Welcome to the ISL8117 and ISL8117A 60V synchronous buck controller product training.
Today, we are here to introduce Intersil’s innovative high voltage controller. Before we go into the product discussion, let me quickly go through the analog controllers that Intersil has to offer. We offer a large selection of product with a variety of functional and protection features to address different customers’ needs.
Here is a quick table of Intersil’s analog controller products in different categories. This is just a sample of products available in each product category. For example, we picked the ISL6446 in the dual output category, but we do have multiple solutions in that category. We’ve also included details on the ISL8117 60V synchronous buck controller, and the ISL8117A 60V synchronous buck controller with external compensation.
Here is the brief introduction of the part we are going to talk about, the ISL8117/A. With this part, we are looking to simplify the controller based power design. The ISL8117/A offers reduced design time and solution cost; it is easy to use, thus simplifying the design process; and, it takes up less real estate on the board with 40% fewer external components than competing devices. The ISL8117/A also offers up to 98% efficiency and 1.5% output voltage accuracy.
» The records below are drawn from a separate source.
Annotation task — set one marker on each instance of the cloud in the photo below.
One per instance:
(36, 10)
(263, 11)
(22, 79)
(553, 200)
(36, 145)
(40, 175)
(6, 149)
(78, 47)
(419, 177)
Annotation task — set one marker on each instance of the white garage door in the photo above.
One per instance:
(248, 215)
Let’s have a quick look at what the ISL8117 has to offer and what that means to end customers or applications. In high voltage applications where a lower output voltage is required, designers have traditionally relied on modules that increase system cost, or two stage DC/DC solutions that increase solution footprint and complexity. The ISL8117 controller offers a cost-effective and reliable alternative for applications where the VOUT to VIN ratio is low. The ISL8117 uses valley current mode modulation with adaptive slope compensation to enable stable operation for a wide range of VIN and VOUT combinations, with no external compensation required.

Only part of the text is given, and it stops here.